Hey Nick, that sure was a very enjoyable ride, along with the dinner runs, they have wild west shootouts and dinner shows. we sure like that steam engine kit you put together, on another thread here. and you sure have a lotta knowledge and experience in model trains. wished we lived closer, we'd come and visit. i hope DWIGHT, lets us(MLS) know if he ever runs his beautiful new steam engine up here at train mtn. we'd like to see them


----------



## Mike Reilley (Jan 2, 2008)

I took that ride about two years ago when they had their 2-8-0 steam engine that's now running in Colorado out of Alamosa. Looks like things have improved a lot in Oregon. Two years ago...there was no diner....no dome car...and the caboose (in which we rode) was certainly NOT as nice as the one in your photo. And OLD passenger cars is right....OLD OLD OLD...and in need of work. It's good to see that the RR is still going as it is a pretty ride. Combining this train ride with a drive down along the Columbia from Portland, a tour of the Bonneville Dam, and a nice lunch in Hood River made for a really great day.


----------



## nkelsey (Jan 4, 2008)

They just recently obtained the dome, which is an interesting ride given the sway on MHRR tracks! They also reopened the section that was washed out in 06 so they are doing okay for the economic times.. They have some neat christmas runs. For a real trip, start at the coast in Tillamook with a Heisler, Hood River and on to Sumpter Valley and #19 and the gold dredge. Coast to mountains to desert to mountains...you gotta love the Northwest.


----------



## nkelsey (Jan 4, 2008)

Thanks for the kind words about the loco, got to get a video of it one of these days.


----------



## John J (Dec 29, 2007)

That sure is some beautiful country. I lived in portland for two years. Did you get a change to see Timberline Lodge?


----------



## Mike Reilley (Jan 2, 2008)

Posted By nkelsey on 18 Aug 2009 08:16 PM 
...For a real trip, start at the coast in Tillamook with a Heisler, Hood River and on to Sumpter Valley and #19 and the gold dredge. Coast to mountains to desert to mountains...you gotta love the Northwest. 

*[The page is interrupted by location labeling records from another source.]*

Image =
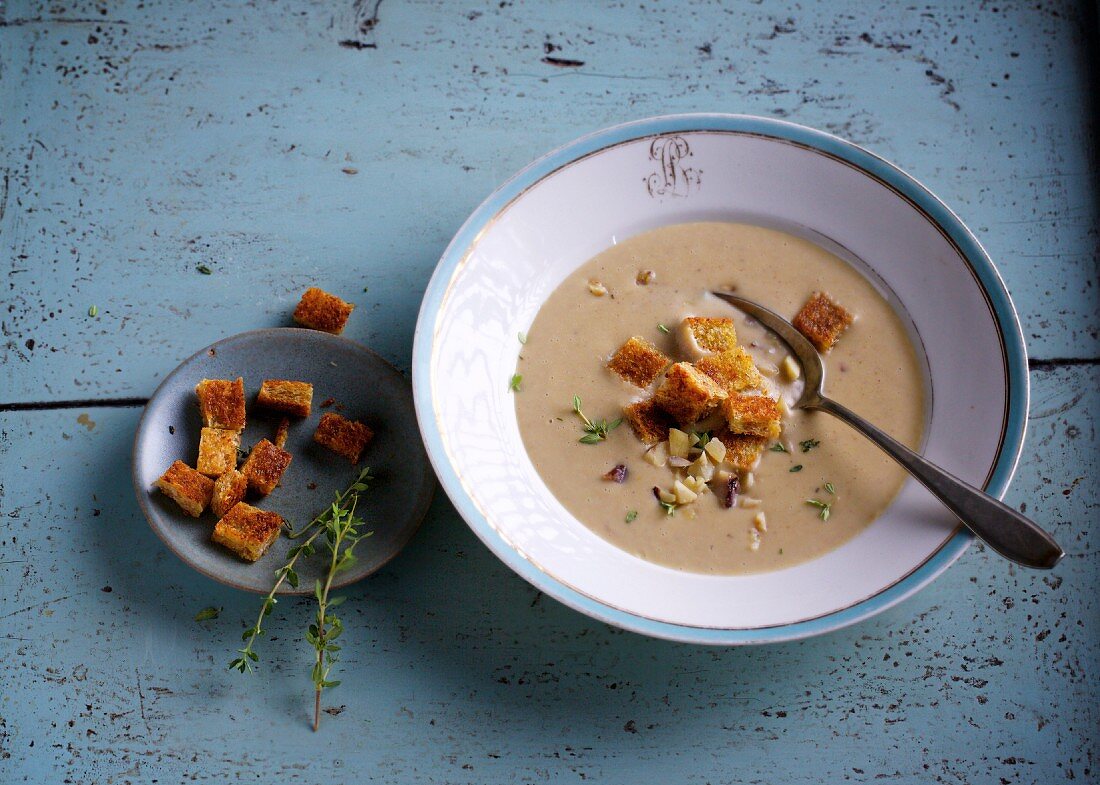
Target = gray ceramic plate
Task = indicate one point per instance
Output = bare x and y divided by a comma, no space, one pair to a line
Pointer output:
364,387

OK....tell me more since I plan to attend the NGRC in Tacoma next year. Is this a single RR trip...and a bunch? What are the railroads?


----------



## nkelsey (Jan 4, 2008)

Okay, going to make me work huh! 
Oregon Coast Scenic RR Garibaldi, OR www.ocsr.net Heisler loco along the coast 
Mount Hood RR www.mthoodrr.com Excursion, Lunch and Dinner trains up the Hood River valley to Parkdale in the shadow of Mt. Hood.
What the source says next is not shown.